W niedzielę rano.

Krótka, pozbawiona polotu relacja z biegu 10 km Chevrolet Szpot Swarzędz (kreatywność dzisiaj jest w stanie spoczynkowym). 
Kiedy o 6 rano wybił alarm budzika, bezczelnie go zignorowałam, darowawszy sobie jeszcze godzinę snu.
O 7. obudziłam się sama z siebie i był to deadline, jeśli chcięliśmy się ze wszystkim wyrobić.
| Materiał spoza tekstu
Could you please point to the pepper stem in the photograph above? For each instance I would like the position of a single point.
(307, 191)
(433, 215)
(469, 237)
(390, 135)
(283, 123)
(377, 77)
Do Swarzędza mamy żabi skok, a w niedzielę rano trudno o korki. Wyruszyliśmy 
z marginesem na szukanie biura sportowego (niepotrzebnie). Ponieważ jestem Mistrzynią Stroju Nieadekwatnego do Aury, także i tym razem chybiłam w jego doborze bo odstrzeliłam się w króciutkie spodenki i bluzę. Jak nietrudno się domyślić, trzęsłam się później jak galareta. Na hali spotakaliśmy się z Zosią i Michałem. Absolutnie nie chciało nam się wyściubić nosa na zewnątrz. Start przewidziany był na 10, a my stawiliśmy się na jego linii o 9.35 i cała nasza grupa zrezygnowała z rozgrzewki.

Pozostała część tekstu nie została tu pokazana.